Modi’s Bharatiya Janata Party (BJP) thrashed Congress in the last two general elections in 2014 and 2019. Having ruled the country for much of its independent history, Congress is now in power in only three of India’s 31 major states and federal territories.
It lost power in Punjab state last week to a decade-old party, while the BJP retained control of four other states where elections were held in the past month.
A Congress spokesperson said its president Sonia Gandhi had asked state party heads of Uttar Pradesh, Uttarakhand, Punjab, Goa and Manipur to resign “in order to facilitate reorganisation” of their local units.
The party’s top leadership met on Sunday to analyse the losses, during which Gandhi and her two children who are in senior positions had offered to resign.

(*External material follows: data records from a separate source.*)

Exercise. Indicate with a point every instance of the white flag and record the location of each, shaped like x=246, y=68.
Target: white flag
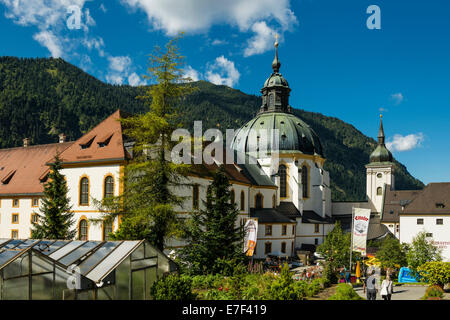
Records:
x=361, y=218
x=251, y=232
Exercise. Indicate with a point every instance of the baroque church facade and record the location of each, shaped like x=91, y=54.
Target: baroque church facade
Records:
x=292, y=203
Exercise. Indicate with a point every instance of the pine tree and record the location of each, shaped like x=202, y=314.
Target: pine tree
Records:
x=213, y=239
x=147, y=203
x=55, y=218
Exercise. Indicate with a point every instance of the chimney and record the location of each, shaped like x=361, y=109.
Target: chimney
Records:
x=62, y=138
x=26, y=142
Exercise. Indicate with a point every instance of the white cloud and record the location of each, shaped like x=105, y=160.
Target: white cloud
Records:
x=196, y=16
x=218, y=42
x=223, y=72
x=397, y=98
x=119, y=69
x=134, y=80
x=51, y=42
x=41, y=13
x=405, y=143
x=190, y=72
x=262, y=40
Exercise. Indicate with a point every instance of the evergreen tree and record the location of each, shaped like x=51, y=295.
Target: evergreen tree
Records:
x=213, y=239
x=55, y=218
x=146, y=205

Senior Congress members, however, said they would continue to back the Nehru-Gandhi family, which has controlled the party for decades since the time of India’s first prime minister, Jawaharlal Nehru. Modi has repeatedly denounced Congress’s dynastic politics.
Congress said in a statement on Sunday it “unanimously reaffirms its faith in the leadership of Sonia Gandhi and requests the Congress president to lead from the front, address the organisational weaknesses, effect necessary and comprehensive organisational changes in order to take on the political challenges”.